Am 26. Januar 1905 sah er Schillers Don Carlos, eine Marathonproduktion. Das Stück begann um 18:30 Uhr und endete um 0:30 Uhr. Die Titelrolle wurde von Kainz gespielt, nicht gänzlich zu Erwins Zufriedenheit: „Ich habe Schillers Briefe über Don Carlos mit Interesse gelesen und glaube, dass ich mit der Zeit ein vollständiges Verständnis des Stückes erlangen sollte.“

Die Wiener Kunstwelt war zur Jahrhundertwende sogar erotischer als das Avantgarde-Theater, da es nicht so sehr darum ging, bei einem zahlenden bürgerlichen Publikum anzukommen. Gustav Klimt führte 1897 eine Revolte junger Künstler an, als er eine Bewegung ins Leben rief, die unter dem Begriff Sezession bekannt wurde. 1894, Klimt war zu der Zeit ein äußerst talentierter, aber ziemlich konventioneller Künstler, erhielt er den Auftrag, drei heroische Deckengemälde für den großen Saal der neuen Universität anzufertigen. Sie sollten die Philosophie, die Medizin und Rechtswissenschaften repräsentieren. Als zum vereinbarten Termin 1900 und 1901 die ersten beiden Gemälde fertiggestellt waren, hatte er sich mittlerweile mit Leidenschaft den Ideen Wagners, Nietzsches und Schopenhauers hingegeben, sie in kraftvolle symbolische Bilder übersetzt und mit verstörenden, erotischen weiblichen Figuren gefüllt, welche die männliche Kunst der Philosophie und Medizin in einem Meer heilloser Sexualität zu ertränken schienen. Das war nicht das, was sich die Universitätsprofessoren und die liberale Regierung vorgestellt hatten. Ein Sturm öffentlichen Protests und persönlicher Schmähungen brach über den reuelosen Künstler ein. Von der Boulevardpresse wurde er beschuldigt, ein schierer Pornograph zu sein, die Geistlichen sahen ihn mit aufrührerischen jüdischen Philosophen im Bunde, die Akademiker bezeichneten ihn als anti-intellektuell und die Sozialdemokraten beklagten seinen Mangel an Optimismus in Bezug auf die Zukunft der Gesellschaft. Diese Auseinandersetzung zog sich einige Jahre hin. Die Regierung versuchte standhaft zu bleiben, aber die Gemälde schmückten nie die Universität, sondern wurden in das Museum Moderner Kunst überführt.
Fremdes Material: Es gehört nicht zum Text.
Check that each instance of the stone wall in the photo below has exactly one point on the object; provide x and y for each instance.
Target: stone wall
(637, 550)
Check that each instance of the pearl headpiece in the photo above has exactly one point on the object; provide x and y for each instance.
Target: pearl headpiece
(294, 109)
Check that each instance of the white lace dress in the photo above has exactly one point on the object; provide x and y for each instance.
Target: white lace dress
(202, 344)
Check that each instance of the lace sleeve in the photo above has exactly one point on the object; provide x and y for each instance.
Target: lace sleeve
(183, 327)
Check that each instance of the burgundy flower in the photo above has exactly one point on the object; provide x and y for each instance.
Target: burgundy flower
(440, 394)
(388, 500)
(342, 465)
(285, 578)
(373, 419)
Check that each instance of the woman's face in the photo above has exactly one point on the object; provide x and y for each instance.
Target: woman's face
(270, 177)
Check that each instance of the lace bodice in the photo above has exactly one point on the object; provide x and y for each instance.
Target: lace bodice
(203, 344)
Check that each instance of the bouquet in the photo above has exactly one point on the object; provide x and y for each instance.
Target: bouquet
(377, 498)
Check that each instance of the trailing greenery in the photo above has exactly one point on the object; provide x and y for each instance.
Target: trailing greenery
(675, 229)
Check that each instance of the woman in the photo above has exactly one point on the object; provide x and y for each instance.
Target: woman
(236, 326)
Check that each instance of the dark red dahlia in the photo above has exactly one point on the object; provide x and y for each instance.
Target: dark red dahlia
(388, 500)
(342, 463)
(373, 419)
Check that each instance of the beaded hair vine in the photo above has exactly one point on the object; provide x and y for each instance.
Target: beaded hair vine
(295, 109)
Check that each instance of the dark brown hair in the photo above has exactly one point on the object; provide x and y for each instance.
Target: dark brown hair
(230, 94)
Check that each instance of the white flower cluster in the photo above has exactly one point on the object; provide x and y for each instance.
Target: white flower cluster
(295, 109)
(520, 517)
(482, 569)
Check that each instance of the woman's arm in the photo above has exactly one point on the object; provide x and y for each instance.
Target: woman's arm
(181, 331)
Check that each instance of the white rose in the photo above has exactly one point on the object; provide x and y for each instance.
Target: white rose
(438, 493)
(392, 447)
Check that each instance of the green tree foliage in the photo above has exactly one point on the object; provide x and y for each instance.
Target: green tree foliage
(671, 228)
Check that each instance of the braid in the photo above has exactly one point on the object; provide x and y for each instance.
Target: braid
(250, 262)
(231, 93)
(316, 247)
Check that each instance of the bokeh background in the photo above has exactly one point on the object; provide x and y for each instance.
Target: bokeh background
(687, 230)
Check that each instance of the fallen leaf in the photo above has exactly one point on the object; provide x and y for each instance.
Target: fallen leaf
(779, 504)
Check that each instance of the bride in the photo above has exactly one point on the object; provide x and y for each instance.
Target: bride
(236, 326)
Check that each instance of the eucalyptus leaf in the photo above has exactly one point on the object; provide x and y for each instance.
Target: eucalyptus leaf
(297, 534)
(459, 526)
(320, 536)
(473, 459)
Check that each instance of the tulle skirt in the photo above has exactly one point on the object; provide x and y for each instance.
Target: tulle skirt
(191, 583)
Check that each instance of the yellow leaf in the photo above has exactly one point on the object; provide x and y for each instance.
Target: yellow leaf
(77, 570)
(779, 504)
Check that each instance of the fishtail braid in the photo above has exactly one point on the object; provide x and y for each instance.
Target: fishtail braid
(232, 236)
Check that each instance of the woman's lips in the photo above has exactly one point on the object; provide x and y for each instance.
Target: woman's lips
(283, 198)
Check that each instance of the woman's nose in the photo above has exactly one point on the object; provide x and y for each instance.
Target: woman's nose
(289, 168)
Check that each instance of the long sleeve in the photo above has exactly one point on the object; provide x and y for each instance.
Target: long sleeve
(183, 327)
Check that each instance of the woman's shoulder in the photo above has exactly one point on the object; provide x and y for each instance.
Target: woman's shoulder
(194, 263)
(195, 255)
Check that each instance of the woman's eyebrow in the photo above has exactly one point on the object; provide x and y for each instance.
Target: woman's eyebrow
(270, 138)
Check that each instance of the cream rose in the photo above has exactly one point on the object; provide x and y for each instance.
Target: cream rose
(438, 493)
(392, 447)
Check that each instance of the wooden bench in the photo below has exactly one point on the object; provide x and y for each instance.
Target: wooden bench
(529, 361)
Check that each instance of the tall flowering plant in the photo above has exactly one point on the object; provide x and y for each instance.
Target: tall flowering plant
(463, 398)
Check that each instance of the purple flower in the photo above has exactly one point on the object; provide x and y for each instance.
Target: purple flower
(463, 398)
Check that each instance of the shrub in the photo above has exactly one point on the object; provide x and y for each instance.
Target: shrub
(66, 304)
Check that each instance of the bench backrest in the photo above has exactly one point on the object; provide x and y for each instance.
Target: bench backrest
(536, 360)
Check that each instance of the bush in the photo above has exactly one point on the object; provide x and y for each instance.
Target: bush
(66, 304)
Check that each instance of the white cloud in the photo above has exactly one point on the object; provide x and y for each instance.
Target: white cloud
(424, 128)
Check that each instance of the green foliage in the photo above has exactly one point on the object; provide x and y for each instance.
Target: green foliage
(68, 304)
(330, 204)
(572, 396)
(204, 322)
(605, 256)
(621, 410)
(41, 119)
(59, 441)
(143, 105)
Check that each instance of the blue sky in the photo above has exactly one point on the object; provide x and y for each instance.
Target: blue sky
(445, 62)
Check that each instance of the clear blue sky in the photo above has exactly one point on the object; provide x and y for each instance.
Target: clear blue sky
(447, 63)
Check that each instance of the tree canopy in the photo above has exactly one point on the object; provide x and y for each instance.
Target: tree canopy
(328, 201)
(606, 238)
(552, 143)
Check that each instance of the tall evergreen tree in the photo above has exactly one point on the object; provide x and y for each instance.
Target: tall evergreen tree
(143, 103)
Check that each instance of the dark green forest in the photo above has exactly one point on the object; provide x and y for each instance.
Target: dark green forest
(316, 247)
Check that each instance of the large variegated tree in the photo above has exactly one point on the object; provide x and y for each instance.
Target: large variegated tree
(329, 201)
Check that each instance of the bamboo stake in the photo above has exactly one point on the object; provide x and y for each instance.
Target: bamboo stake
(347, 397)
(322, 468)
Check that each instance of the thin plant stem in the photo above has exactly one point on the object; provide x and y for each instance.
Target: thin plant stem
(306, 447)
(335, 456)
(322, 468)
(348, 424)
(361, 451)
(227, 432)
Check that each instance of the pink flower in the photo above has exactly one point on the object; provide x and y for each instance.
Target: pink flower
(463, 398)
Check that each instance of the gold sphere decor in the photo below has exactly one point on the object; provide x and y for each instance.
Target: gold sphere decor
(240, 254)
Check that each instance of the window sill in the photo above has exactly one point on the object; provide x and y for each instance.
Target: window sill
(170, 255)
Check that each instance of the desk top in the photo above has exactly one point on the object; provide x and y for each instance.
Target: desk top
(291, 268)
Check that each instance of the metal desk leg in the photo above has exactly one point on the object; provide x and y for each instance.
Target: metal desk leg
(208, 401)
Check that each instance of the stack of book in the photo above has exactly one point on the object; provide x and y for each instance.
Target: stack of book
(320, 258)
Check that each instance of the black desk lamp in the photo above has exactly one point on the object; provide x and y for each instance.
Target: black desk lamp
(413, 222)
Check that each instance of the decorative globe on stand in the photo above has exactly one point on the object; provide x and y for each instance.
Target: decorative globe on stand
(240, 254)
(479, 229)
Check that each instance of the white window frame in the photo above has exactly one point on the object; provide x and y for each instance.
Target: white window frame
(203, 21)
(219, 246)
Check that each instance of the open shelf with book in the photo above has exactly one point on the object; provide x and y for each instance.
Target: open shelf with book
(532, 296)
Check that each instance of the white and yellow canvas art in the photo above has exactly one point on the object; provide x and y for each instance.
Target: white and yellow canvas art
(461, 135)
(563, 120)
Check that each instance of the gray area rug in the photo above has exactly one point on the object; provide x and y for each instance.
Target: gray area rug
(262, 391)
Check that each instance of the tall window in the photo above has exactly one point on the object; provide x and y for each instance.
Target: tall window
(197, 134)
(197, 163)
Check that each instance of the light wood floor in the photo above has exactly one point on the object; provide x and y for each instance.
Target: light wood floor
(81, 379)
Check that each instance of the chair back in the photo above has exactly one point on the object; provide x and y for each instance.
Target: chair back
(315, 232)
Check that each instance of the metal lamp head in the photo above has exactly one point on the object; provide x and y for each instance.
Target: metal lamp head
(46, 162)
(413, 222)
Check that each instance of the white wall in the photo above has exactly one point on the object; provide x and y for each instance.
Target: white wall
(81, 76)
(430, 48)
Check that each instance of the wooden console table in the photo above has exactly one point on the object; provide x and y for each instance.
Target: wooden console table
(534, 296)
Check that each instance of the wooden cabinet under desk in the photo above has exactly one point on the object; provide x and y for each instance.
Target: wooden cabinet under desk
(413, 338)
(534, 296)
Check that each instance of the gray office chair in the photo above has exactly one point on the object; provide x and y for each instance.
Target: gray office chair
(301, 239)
Wie wurde Erwin als Heranwachsender von der erotischen Kunst des avantgardistischen Wiens beeinflusst? Unter den Papieren, die er sein Leben lang aufbewahrte, befanden sich Kopien der Zeitschrift des Wissenschaftsklubs der Universität. Die Ausgabe von 1909 zeigt eine erotische Zeichnung, die mehr oder weniger auf Klimts „Fischblut“ zurückzuführen war. Wie so viele Zeichnungen und Bilder Klimts ist es ein verzweifelter Versuch, „das Gefühl der Weiblichkeit zu erfassen“. Ein Großteil Erwins erotischen Lebens war vermutlich ähnlichen Gedanken gewidmet – es ging ihm nicht darum, eine Frau zu besitzen oder zu dominieren, sondern das Wesen ihrer Sinnlichkeit einzufangen, indem er sie durch sie und mit ihr erfuhr.

Aber all das sollte Zukunftsmusik sein. Die Avantgarde war gewiss nicht die Welt von Erwin Schrödinger und Tonio Rella, als sie gemeinsam im Herbst 1906 das Studium aufnahmen. Erwins Romanze mit Lotte Rella dauerte an, aber sie bewegte sich innerhalb der Grenzen, die durch die damalige Moral bestimmt wurden. Erwin notierte die Namen aller Liebschaften in seinen Ephemeridae und versah sie mit einem Hinweis auf die Trennung. Diese Aufzeichnungen sind erhalten geblieben.